#Exercise: Training a RNN/LSTM/GRU model

## Task 1: Train RNN/LSTM/GRU model

*datasets* is a lightweight library from Hugging Face. It provides ready-to-use NLP datasets. You can load, process, and share datasets with just a few lines of code.

In [None]:
#load the ag_news dataset
from datasets import load_dataset
import numpy a
dataset = load_dataset("ag_news")

AG's corpus of news articles is a collection of more than 1 million news articles. The AG's news topic classification dataset [1] is constructed by choosing 4 largest classes from the original corpus. Each class contains 30,000 training samples and 1,900 testing samples. The total number of training samples is 120,000 and testing 7,600.

[1]  Xiang Zhang, Junbo Zhao, Yann LeCun. 2015. Character-level Convolutional Networks for Text Classification. Proceedings in Advances in Neural Information Processing Systems 28 (NIPS 2015).

An example of dataset looks as follows:

{
    "label": 3,
    "text": "New iPad released Just like every other September, this one is no different. Apple is planning to release a bigger, heavier, fatter iPad that..."
}

text: a string feature.

label: a classification label, with possible values including World (0), Sports (1), Business (2), Sci/Tech (3).

We analyze the training split of the dataset:

- **Shape**: The dataset contains `(num_rows, num_features)` entries.  
- **Average text length**: On average, each sample contains around *X words*.  
- **Label distribution**: The dataset labels are imbalanced/balanced with counts as follows: `{label: count, ...}`.  

In [None]:

train_data = dataset["train"]

# Number of rows and columns (features)
shape = (len(train_data), len(train_data.features))

# Calculate average text length (in words)
avg_len = np.mean([len(x.split()) for x in train_data["text"]])

# Count label distribution
from collections import Counter
label_counts = Counter(train_data["label"])

print (shape, avg_len, label_counts)

(120000, 2) 37.84745 Counter({2: 30000, 3: 30000, 1: 30000, 0: 30000})


### A simple tokenizer

- **Step 1: Load dataset and tokenizer**  
  The AG News dataset is loaded, which contains short news articles classified into four categories.  
  At the same time, a pretrained tokenizer from huggingface *transformer* liberay (or you can also use anything you want) is loaded.
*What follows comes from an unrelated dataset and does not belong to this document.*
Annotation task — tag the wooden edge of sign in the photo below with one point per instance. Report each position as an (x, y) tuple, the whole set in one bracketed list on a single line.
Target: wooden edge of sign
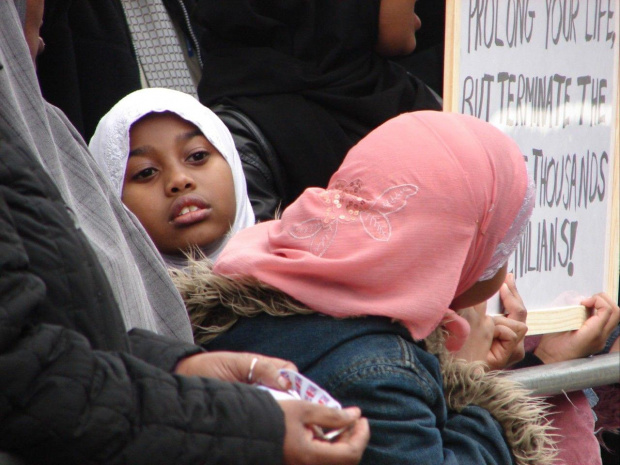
[(613, 269), (555, 320), (451, 55)]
This tokenizer breaks text into subword tokens and maps them to numerical IDs.  

- **Step 2: Tokenization and preprocessing**  
  Each piece of text is tokenized using the tokenizer.  
  The text is truncated or padded so that every sequence has exactly 50 tokens.  

- **Step 3: Convert to tensors**  
  The tokenized sequences (`input_ids`) and their labels are converted into PyTorch tensors.  
  These tensors form the inputs (news text as IDs) and outputs (labels 0–3) for the model.  
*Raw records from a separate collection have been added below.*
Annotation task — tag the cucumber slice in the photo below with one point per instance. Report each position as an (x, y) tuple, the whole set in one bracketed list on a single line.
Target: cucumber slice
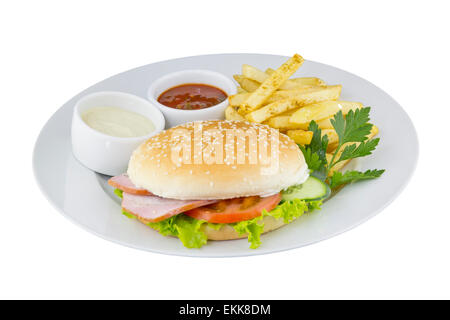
[(311, 189)]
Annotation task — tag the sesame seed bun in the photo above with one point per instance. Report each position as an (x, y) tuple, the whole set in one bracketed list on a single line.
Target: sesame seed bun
[(152, 165)]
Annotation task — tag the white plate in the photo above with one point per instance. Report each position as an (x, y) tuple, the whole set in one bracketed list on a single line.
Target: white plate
[(84, 197)]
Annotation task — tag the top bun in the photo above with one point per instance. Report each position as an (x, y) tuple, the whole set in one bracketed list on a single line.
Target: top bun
[(157, 166)]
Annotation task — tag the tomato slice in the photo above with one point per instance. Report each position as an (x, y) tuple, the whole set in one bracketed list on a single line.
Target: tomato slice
[(235, 210)]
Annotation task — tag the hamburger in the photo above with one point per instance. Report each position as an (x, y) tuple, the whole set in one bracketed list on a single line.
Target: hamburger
[(217, 180)]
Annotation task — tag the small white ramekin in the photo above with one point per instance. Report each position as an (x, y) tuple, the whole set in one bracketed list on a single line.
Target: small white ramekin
[(176, 116), (103, 153)]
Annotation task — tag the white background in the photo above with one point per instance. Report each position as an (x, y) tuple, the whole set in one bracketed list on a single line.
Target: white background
[(51, 50)]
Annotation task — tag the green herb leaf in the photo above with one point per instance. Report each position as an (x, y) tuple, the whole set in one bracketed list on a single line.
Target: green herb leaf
[(339, 178), (316, 152), (354, 127), (356, 151)]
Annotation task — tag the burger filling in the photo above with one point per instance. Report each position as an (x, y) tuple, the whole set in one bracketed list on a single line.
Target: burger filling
[(187, 219)]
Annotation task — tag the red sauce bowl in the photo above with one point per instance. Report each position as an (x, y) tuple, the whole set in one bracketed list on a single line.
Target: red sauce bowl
[(176, 116)]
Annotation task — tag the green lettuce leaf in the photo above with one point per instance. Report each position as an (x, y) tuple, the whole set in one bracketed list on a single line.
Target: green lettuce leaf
[(189, 230), (287, 210)]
- **Step 4: Build DataLoaders**  
  The training and test sets are wrapped in PyTorch DataLoader objects.  
  Each DataLoader provides mini-batches of 64 samples at a time.  
  The training DataLoader also shuffles the data so that the model sees the samples in random order each epoch.  

In [None]:
# A simple Tokenizer
from torch.utils.data import DataLoader, TensorDataset
from transformers import AutoTokenizer
import torch
import torch.nn as nn
import torch.optim as optim

tokenizer = AutoTokenizer.from_pretrained("bert-base-uncased")

def encode(batch):
    return tokenizer(
        batch["text"],
        padding="max_length",
        truncation=True,
        max_length=50
    )

dataset = dataset.map(encode, batched=True)
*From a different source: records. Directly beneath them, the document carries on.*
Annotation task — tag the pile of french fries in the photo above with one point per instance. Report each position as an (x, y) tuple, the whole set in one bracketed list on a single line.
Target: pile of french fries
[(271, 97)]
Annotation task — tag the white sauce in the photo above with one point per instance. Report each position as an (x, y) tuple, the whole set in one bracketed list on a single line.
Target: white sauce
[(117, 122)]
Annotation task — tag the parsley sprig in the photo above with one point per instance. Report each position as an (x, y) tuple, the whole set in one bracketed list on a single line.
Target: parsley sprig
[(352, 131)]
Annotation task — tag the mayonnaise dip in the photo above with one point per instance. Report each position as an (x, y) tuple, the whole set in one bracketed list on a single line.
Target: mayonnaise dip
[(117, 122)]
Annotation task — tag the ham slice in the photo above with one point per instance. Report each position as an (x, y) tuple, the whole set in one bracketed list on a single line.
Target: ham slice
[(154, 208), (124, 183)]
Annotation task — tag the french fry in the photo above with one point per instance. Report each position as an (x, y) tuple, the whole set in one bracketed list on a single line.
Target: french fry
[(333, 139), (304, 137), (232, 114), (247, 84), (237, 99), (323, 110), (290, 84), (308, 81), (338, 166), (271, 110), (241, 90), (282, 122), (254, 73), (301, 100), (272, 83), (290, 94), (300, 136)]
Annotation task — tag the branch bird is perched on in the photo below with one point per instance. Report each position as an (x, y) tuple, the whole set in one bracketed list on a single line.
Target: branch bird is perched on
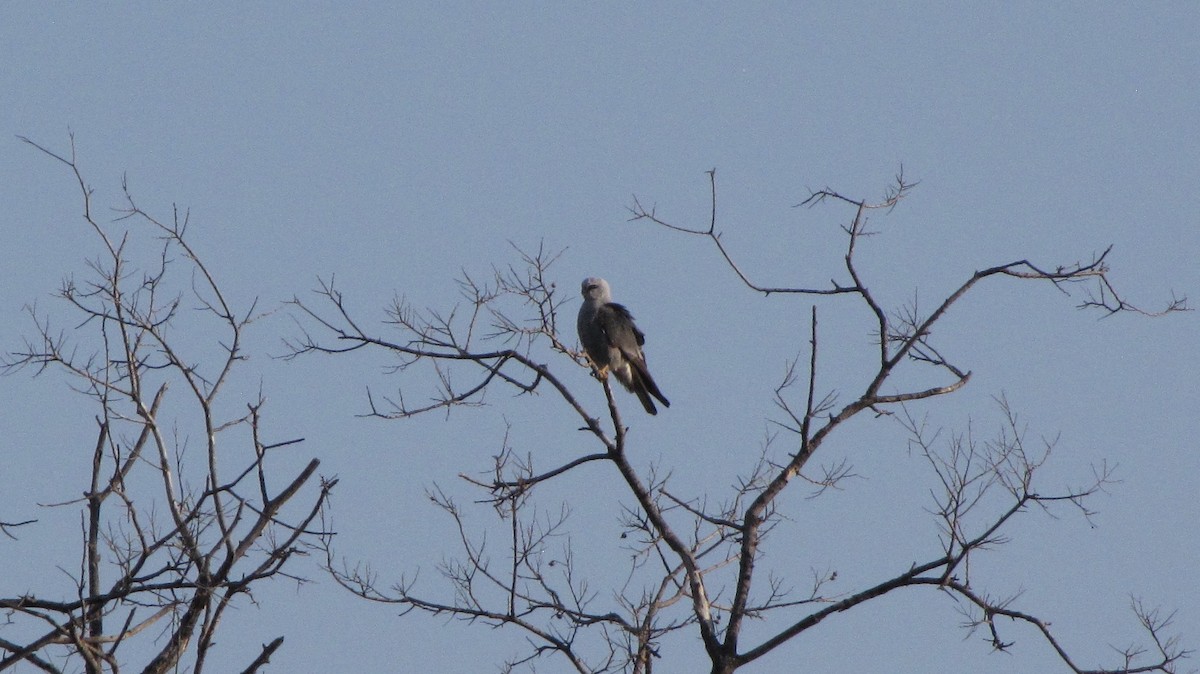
[(615, 343)]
def to_torch_dataset(split):
    return TensorDataset(
        torch.tensor(split["input_ids"], dtype=torch.long),
        torch.tensor(split["label"], dtype=torch.long)
    )

train_dataset = to_torch_dataset(dataset["train"])
test_dataset = to_torch_dataset(dataset["test"])

train_loader = DataLoader(train_dataset, batch_size=64, shuffle=True)
test_loader = DataLoader(test_dataset, batch_size=64)

##Task2: Train RNN Model

- **Class definition (`SimpleRNNClassifier`)**  
  A simple neural network model for text classification using a vanilla RNN.

- **Embedding layer (`nn.Embedding`)**  
  Converts token IDs into dense vectors of fixed size (`embed_dim`).  
  `padding_idx=0` means that the padding token will not affect training.  

- **RNN layer (`nn.RNN`)**  
  Processes the sequence of word embeddings one step at a time.  
  `batch_first=True` makes the input/output shape `[batch, seq_len, hidden_dim]`.  

- **Fully connected layer (`nn.Linear`)**  
  Maps the final hidden state of the RNN to the output classes (`num_classes`).  

- **Forward pass (`forward`)**  
  1. Convert token IDs → embeddings.  
  2. Pass embeddings through the RNN → get hidden states.  
  3. Take the last hidden state (`hidden.squeeze(0)`).  
  4. Pass it through the linear layer to get class scores.  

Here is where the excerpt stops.